The Checklist Origin Story

From Aviation to NASA to Your GitHub: How Simple Lists Saved Thousands of Lives

From aviation checklists to NASA missions and modern software delivery

TL;DR

One checklist. 1.8 million crash-free miles. One skipped checkbox: $440 million lost in 45 minutes. From a 1935 plane crash to your next PR, here’s why the simplest tool in software engineering is the most powerful.

The Genesis: Boeing Model 299

When Things Went Sideways

October 1935. Boeing drops their new bomber — the Model 299, prototype of the legendary B-17 Flying Fortress. This thing was next-level: faster, bigger, more powerful than anything else out there. During a demo flight at Wright Field, Ohio, an experienced pilot, Major Ployer P. Hill, made what seemed like a simple mistake — he forgot to release the elevator lock before takeoff.

The plane climbed a few hundred feet, lost control, and crashed. Major Hill and the test pilot died instantly. The press called the Model 299 “too complex to fly.” Game over, right? The project looked dead in the water.

Boeing Model 299 and the 1935 crash that led to the first aviation checklist

The Pivot That Changed Everything

A group of test pilots disagreed with that take. The problem wasn’t complexity — it was cognitive load. The pilot had to remember too many steps in the right sequence. So instead of scrapping the project, they built something revolutionary: the first aviation checklist in history.

This simple, one-page list covered all critical tasks: pre-flight, in-flight, pre-landing, post-landing. With the checklist, the Model 299 flew over 1.8 million miles without a major incident. The U.S. Army ordered 13,000 units. The aircraft became mission-critical during WWII. That’s what we call product-market fit.

Scaling: The Evolution in Aviation

WWII: Going Mainstream

During WWII, checklists became standard operating procedure across military aviation. The U.S. Army rolled them out for all aircraft types.

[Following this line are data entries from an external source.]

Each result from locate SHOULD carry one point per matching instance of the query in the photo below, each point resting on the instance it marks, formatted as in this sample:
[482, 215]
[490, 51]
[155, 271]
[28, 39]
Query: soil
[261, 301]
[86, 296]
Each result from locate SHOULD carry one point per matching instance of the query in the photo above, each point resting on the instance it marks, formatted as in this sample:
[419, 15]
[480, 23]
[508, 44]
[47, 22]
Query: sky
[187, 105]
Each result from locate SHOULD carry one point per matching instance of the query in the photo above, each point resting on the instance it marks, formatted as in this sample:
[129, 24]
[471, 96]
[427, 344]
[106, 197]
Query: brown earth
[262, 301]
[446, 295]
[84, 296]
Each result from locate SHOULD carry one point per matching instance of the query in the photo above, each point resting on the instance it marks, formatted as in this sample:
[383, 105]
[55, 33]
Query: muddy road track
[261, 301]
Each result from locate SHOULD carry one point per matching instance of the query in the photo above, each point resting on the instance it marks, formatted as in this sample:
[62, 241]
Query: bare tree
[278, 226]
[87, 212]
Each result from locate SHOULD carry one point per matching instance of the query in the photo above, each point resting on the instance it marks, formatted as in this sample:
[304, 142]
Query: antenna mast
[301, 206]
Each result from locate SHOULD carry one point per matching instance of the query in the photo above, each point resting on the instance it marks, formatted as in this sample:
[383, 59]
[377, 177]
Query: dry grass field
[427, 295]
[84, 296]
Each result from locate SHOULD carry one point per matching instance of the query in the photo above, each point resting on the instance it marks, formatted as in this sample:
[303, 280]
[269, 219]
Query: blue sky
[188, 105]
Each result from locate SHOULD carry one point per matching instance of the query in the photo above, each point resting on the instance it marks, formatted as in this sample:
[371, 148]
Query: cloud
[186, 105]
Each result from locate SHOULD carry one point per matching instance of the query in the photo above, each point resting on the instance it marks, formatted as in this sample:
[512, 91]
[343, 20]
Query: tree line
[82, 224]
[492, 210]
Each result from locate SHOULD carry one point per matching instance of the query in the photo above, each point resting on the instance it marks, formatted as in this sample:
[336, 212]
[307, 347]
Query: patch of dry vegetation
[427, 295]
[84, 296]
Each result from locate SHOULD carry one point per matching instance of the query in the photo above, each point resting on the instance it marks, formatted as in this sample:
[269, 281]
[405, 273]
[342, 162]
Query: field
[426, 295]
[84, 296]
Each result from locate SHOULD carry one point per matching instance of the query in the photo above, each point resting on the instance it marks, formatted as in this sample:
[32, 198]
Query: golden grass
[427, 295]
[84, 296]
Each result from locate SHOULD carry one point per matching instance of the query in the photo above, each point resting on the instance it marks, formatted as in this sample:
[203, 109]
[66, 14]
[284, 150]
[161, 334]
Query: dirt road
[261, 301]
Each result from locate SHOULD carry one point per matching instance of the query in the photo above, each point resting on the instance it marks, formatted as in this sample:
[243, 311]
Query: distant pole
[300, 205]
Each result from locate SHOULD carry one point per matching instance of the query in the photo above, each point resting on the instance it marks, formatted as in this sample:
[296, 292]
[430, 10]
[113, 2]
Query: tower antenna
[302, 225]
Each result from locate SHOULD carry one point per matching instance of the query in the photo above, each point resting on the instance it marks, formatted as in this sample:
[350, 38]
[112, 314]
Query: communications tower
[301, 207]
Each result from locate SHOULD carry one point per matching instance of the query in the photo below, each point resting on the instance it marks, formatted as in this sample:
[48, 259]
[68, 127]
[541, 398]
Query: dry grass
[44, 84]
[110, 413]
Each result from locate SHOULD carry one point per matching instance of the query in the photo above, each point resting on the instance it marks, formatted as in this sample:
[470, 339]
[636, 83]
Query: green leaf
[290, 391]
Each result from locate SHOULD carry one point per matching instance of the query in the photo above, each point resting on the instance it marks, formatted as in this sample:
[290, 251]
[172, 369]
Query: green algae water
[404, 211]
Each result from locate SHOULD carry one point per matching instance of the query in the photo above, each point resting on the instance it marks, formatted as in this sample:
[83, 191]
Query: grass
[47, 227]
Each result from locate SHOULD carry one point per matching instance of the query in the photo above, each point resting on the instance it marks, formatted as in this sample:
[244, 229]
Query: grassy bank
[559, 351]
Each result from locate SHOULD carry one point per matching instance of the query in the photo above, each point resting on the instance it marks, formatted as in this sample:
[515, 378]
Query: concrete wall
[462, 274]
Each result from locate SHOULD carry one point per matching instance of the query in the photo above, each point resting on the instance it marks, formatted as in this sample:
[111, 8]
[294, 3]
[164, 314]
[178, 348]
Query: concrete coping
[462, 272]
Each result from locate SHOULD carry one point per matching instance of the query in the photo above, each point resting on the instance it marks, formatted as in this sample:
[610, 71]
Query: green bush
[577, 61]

Bombers like the B-17 and B-29 required dozens of steps in sequence — checklists ensured that even under combat stress, pilots didn’t skip critical moves.

Key insight: checklists weren’t about doubting pilot competence. They were tools for pros to manage complexity. It’s like having unit tests for your brain.

Commercial Aviation: Enterprise Adoption

Post-war, checklists made the jump to commercial aviation. Every airline worldwide adopted them as mandatory protocol. Today, every commercial flight starts with a detailed checklist covering all aircraft systems. Zero exceptions.

NASA and the Space Program

The Space Age (1960s): Level Up

When NASA launched the space program in the ’60s, they inherited checklist culture from military aviation but took it to an entirely new level. In space, there’s zero room for improvisation — mistakes don’t just cost hardware, they cost lives.

NASA built a comprehensive checklist system covering:

  • Standard procedures for every mission phase
  • Emergency protocols for every known failure scenario
  • Scientific experiment procedures
  • Detailed communication protocols with ground control

Astronauts train with these checklists for months before each mission. Every action gets repeated hundreds of times in simulators until it becomes muscle memory paired with systematic verification. It’s like doing code reviews for physical actions.

NASA mission control and checklist-driven procedures during the space program

Apollo 13: Checklists Under Pressure

The ultimate stress test came with Apollo 13 in April 1970. When an oxygen tank exploded and the moon landing had to be aborted, the astronauts and ground engineers relied on emergency procedures from their checklists.

Here’s the kicker — when standard checklists weren’t enough, the NASA team created new procedures on the fly, tested them in Earth-based simulators, and transmitted them to the astronauts. That systematic approach and checklist discipline brought the crew home safely despite catastrophic failure.

Key learning: checklists aren’t rigid scripts — they’re living tools that can adapt in real-time to changing conditions. Think agile methodology for life-or-death situations.

Apollo 13: emergency procedures and teamwork under extreme pressure

Challenger: When You Ignore Your Own Processes

The Tragedy of January 28, 1986

The Challenger disaster is the cautionary tale of what happens when you ignore procedures and warnings, even when they’re documented. Seven astronauts died when the shuttle exploded 73 seconds after launch.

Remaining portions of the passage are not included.